Returning to Langley, Linda and Jones discover beams of cosmic energy transmitted from the Andromeda Galaxy are remotely controlling monsters via the substance in their bodies. The Hubble Space Telescope discovers an alien ship approaching Earth, forcing Marcos to call Noah in to provide assistance. Linda finds that Abraham may be able to resist the aliens' control, and she, Jones and Noah plan to jam the alien signal using a transmitter. The transmitter is attached to the Washington Monument shortly before Abraham appears in the city, guided there to decapitate the U.S. government in preparation for a full-scale invasion. Its jamming signal quickly frees him, but the Gila monster is unaffected and emerges to wreak havoc. Despite Abraham no longer being a threat, Delaney orders a missile strike on him; this accidentally causes the Washington Monument to fall, killing Delaney and destroying the transmitter, thus allowing the aliens to regain control of Abraham.

Noah, having reconciled with Linda, discloses the existence of a prototype transmitter. Linda and Jones retrieve it, but Jones is devoured by the Gila. Upon its activation, Abraham is once again freed, and he battles the Gila to protect Linda. The Gila eventually gains the upper hand, but Eva disorients it with a suicide attack, allowing Abraham to retaliate and kill it by snapping its neck.
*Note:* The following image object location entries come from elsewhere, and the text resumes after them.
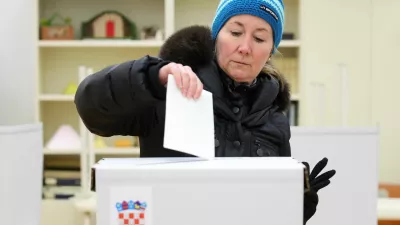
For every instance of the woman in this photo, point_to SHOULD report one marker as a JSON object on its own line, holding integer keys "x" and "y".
{"x": 231, "y": 61}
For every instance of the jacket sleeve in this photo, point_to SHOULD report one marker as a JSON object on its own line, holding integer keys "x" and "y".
{"x": 121, "y": 99}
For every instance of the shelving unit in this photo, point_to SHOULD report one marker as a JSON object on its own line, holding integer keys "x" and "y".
{"x": 65, "y": 62}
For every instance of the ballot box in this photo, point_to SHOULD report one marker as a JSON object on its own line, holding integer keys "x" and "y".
{"x": 194, "y": 191}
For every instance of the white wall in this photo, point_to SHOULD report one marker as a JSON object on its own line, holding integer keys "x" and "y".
{"x": 18, "y": 62}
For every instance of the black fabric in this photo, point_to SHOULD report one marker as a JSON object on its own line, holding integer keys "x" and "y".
{"x": 316, "y": 183}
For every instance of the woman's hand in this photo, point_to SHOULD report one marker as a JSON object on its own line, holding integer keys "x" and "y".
{"x": 185, "y": 79}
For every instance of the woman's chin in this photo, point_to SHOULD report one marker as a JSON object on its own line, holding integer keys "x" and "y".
{"x": 239, "y": 76}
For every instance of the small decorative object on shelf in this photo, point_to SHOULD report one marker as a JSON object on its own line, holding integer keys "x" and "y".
{"x": 151, "y": 33}
{"x": 99, "y": 142}
{"x": 64, "y": 138}
{"x": 288, "y": 36}
{"x": 71, "y": 89}
{"x": 109, "y": 25}
{"x": 50, "y": 29}
{"x": 123, "y": 143}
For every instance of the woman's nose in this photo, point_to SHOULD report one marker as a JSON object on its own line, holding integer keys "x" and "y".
{"x": 244, "y": 48}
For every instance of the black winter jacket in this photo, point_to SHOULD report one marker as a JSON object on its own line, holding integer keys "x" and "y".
{"x": 127, "y": 99}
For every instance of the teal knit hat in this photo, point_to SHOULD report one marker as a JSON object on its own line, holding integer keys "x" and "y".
{"x": 271, "y": 11}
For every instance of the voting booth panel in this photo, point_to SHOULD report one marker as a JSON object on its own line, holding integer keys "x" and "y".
{"x": 351, "y": 198}
{"x": 21, "y": 174}
{"x": 181, "y": 191}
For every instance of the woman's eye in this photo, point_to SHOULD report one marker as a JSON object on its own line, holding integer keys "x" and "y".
{"x": 259, "y": 40}
{"x": 236, "y": 34}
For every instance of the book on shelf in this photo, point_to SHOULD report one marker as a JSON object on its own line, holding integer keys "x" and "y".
{"x": 61, "y": 178}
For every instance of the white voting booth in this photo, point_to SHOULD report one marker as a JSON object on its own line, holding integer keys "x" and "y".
{"x": 237, "y": 191}
{"x": 351, "y": 198}
{"x": 183, "y": 191}
{"x": 21, "y": 167}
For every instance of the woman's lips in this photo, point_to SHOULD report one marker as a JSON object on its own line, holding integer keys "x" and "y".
{"x": 246, "y": 64}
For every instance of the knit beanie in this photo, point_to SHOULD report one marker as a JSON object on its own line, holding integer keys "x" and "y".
{"x": 271, "y": 11}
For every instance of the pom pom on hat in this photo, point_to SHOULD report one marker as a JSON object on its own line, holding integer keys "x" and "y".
{"x": 272, "y": 11}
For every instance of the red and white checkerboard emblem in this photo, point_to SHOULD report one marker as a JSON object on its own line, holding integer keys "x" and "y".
{"x": 131, "y": 217}
{"x": 131, "y": 213}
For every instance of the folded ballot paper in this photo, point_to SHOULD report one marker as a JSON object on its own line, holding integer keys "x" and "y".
{"x": 189, "y": 123}
{"x": 202, "y": 190}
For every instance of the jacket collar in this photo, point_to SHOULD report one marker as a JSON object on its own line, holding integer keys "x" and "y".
{"x": 193, "y": 46}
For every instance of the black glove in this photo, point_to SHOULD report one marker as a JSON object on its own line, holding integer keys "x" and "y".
{"x": 314, "y": 183}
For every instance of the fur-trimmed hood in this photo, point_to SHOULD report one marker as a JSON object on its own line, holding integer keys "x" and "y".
{"x": 193, "y": 46}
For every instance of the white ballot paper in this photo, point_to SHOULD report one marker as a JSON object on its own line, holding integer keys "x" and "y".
{"x": 189, "y": 123}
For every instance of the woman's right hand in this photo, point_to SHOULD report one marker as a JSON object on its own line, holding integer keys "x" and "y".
{"x": 185, "y": 78}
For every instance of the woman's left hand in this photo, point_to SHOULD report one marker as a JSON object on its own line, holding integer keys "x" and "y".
{"x": 316, "y": 183}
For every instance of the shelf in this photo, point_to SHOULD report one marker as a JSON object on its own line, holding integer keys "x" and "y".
{"x": 63, "y": 152}
{"x": 56, "y": 97}
{"x": 101, "y": 43}
{"x": 117, "y": 151}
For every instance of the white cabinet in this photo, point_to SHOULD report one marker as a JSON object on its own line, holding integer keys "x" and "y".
{"x": 385, "y": 84}
{"x": 335, "y": 62}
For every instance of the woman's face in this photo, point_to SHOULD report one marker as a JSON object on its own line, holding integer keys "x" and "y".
{"x": 244, "y": 45}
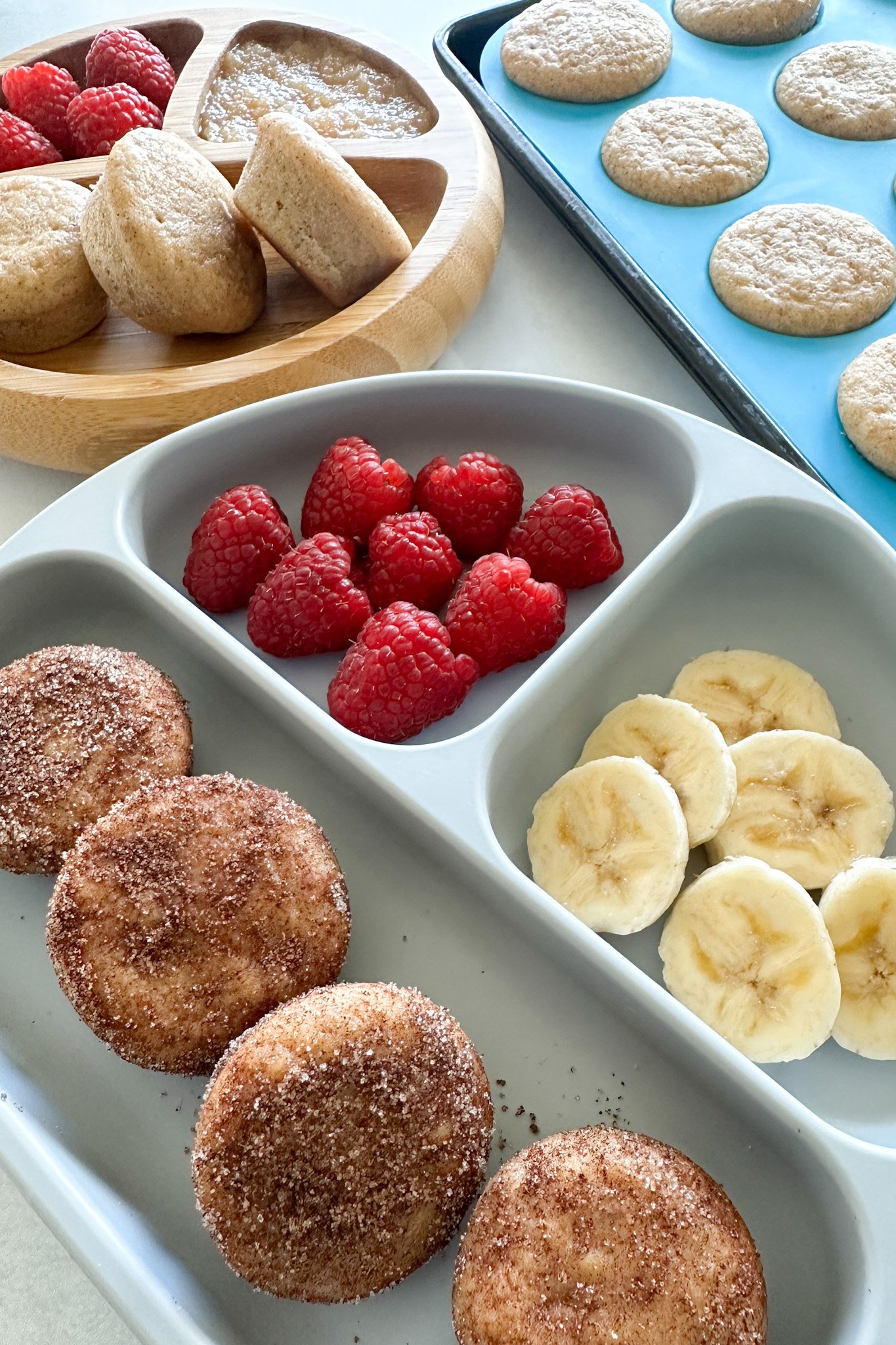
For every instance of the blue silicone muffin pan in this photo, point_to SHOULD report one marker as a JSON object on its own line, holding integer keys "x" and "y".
{"x": 779, "y": 390}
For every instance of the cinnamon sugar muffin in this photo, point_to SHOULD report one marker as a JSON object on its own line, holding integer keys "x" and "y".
{"x": 340, "y": 1142}
{"x": 81, "y": 726}
{"x": 188, "y": 911}
{"x": 602, "y": 1235}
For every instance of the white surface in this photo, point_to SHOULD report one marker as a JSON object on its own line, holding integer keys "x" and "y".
{"x": 548, "y": 310}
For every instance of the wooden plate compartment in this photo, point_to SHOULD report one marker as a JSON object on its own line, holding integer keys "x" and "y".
{"x": 86, "y": 404}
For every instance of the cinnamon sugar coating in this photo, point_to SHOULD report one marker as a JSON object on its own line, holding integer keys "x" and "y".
{"x": 601, "y": 1235}
{"x": 188, "y": 911}
{"x": 81, "y": 726}
{"x": 340, "y": 1142}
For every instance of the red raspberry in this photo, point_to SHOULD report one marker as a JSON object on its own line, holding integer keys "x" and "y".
{"x": 41, "y": 95}
{"x": 476, "y": 502}
{"x": 22, "y": 146}
{"x": 124, "y": 55}
{"x": 413, "y": 562}
{"x": 399, "y": 677}
{"x": 500, "y": 615}
{"x": 240, "y": 540}
{"x": 98, "y": 118}
{"x": 567, "y": 539}
{"x": 352, "y": 490}
{"x": 308, "y": 603}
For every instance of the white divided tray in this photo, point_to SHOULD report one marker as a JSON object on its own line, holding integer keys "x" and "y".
{"x": 725, "y": 545}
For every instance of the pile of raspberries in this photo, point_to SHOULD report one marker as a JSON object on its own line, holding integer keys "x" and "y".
{"x": 49, "y": 118}
{"x": 382, "y": 554}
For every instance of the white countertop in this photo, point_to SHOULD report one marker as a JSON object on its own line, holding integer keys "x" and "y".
{"x": 547, "y": 311}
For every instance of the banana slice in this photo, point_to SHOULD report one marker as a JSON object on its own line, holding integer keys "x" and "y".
{"x": 610, "y": 843}
{"x": 683, "y": 745}
{"x": 744, "y": 692}
{"x": 746, "y": 948}
{"x": 859, "y": 908}
{"x": 806, "y": 803}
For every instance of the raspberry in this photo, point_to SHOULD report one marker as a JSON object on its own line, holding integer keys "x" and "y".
{"x": 240, "y": 540}
{"x": 22, "y": 146}
{"x": 500, "y": 615}
{"x": 413, "y": 562}
{"x": 399, "y": 677}
{"x": 98, "y": 118}
{"x": 476, "y": 502}
{"x": 352, "y": 490}
{"x": 41, "y": 95}
{"x": 124, "y": 55}
{"x": 567, "y": 539}
{"x": 308, "y": 603}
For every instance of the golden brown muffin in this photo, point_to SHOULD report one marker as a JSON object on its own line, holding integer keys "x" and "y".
{"x": 81, "y": 726}
{"x": 601, "y": 1235}
{"x": 165, "y": 241}
{"x": 188, "y": 911}
{"x": 317, "y": 213}
{"x": 340, "y": 1142}
{"x": 49, "y": 295}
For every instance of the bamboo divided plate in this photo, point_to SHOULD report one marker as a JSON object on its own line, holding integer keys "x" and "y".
{"x": 89, "y": 403}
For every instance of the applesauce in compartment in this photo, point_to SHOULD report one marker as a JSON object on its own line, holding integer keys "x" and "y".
{"x": 343, "y": 89}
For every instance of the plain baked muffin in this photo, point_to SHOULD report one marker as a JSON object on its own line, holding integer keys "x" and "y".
{"x": 747, "y": 23}
{"x": 842, "y": 89}
{"x": 165, "y": 241}
{"x": 602, "y": 1235}
{"x": 805, "y": 269}
{"x": 867, "y": 404}
{"x": 685, "y": 151}
{"x": 317, "y": 213}
{"x": 49, "y": 296}
{"x": 190, "y": 910}
{"x": 81, "y": 726}
{"x": 586, "y": 50}
{"x": 340, "y": 1142}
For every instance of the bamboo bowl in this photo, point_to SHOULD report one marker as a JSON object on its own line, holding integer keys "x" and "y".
{"x": 89, "y": 403}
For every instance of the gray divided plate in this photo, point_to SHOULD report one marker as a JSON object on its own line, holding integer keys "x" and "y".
{"x": 725, "y": 545}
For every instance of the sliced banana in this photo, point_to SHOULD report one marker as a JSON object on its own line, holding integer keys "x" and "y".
{"x": 746, "y": 948}
{"x": 744, "y": 692}
{"x": 806, "y": 803}
{"x": 683, "y": 745}
{"x": 610, "y": 843}
{"x": 859, "y": 908}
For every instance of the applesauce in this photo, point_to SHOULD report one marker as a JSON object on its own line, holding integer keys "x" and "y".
{"x": 320, "y": 79}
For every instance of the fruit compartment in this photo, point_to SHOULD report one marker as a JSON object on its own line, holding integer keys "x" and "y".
{"x": 175, "y": 38}
{"x": 613, "y": 447}
{"x": 102, "y": 1146}
{"x": 782, "y": 576}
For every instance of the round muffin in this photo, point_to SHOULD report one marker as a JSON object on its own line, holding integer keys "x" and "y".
{"x": 685, "y": 151}
{"x": 586, "y": 50}
{"x": 165, "y": 241}
{"x": 603, "y": 1235}
{"x": 805, "y": 271}
{"x": 747, "y": 23}
{"x": 842, "y": 89}
{"x": 49, "y": 295}
{"x": 867, "y": 404}
{"x": 81, "y": 726}
{"x": 340, "y": 1142}
{"x": 319, "y": 214}
{"x": 188, "y": 911}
Marcos sends in gunships to terminate Abraham, but decides to place faith in Linda's trust of Abraham, calling off the strike at the last minute.

In the aftermath, the alien ship retreats from Earth, while the fallen Gila's energy is fully neutralized. Abraham is sent to a facility outside Santa Fe, New Mexico, where he can live in peace. Marcos gives Linda exclusive rights to study him, and she accepts Noah's offer to join her.

== Cast ==
- Eric Roberts as National Security Advisor Ethan Marcos
- Arianna Scott as Dr. Linda Murphy
- Katie Sereika as Eva Kuleshov
- Narek Kirakossian as Secretary Pudovkin
- Irina Pickard as Chemist Eisenstein
- Shayne Hartigan as Lab Tech Jones / Blair
- Rudy Bentz as Noah Murphy
- Sir Gregory Salonis as St. Peterson / Harker
- R.J. Wagner as General Delaney
- Gregg Marcantel as General Reynolds
- Malcolm Green as Marine Corporal Myers
- Quinn Baker as Specialist Sergeant Shaw
- Buck Burns as MP McDaniels
- Lynda Lopez as News Anchor
- Bolnarat as Himself
- Malcolm T. Green as Marine Meyers
- Jonah as Himself
- Alexander Nunn as Scientist VO

== Release ==
Ape vs. Monster was released on VOD on April 30, 2021. A DVD release by Greenfield Media followed on September 27, 2021. The film has only been released on Blu-ray in Germany.

== Reception ==
Ape vs. Monster was received generally poorly, receiving 2.1/10 stars on IMDb.

== Sequels and spinoff ==
=== Sequels ===
A sequel, titled Ape vs. Mecha Ape, was released on March 24, 2023. In it, the United States military creates a giant mechanical ape, but it escapes and wreaks havoc, leading them to release the captive Abraham to neutralize the threat before it destroys downtown Chicago.

A second sequel, titled Ape x Mecha Ape: New World Order, was released on April 5, 2024. A mockbuster of Godzilla x Kong: The New Empire, it reveals the origin of the alien substance in Ape vs. Monster to be the blood of an extraterrestrial, Cthulhu-like creature named Kulalu; when a cult of high-ranking government officials cause Kulalu to awaken on Earth, Abraham must team up with Mecha Ape Mk. II in order to defeat it.

=== Spinoff ===
The creatures from Ape vs. Monster appear in the 2022 spinoff crossover film 2025 Armageddon alongside other creatures from films by The Asylum.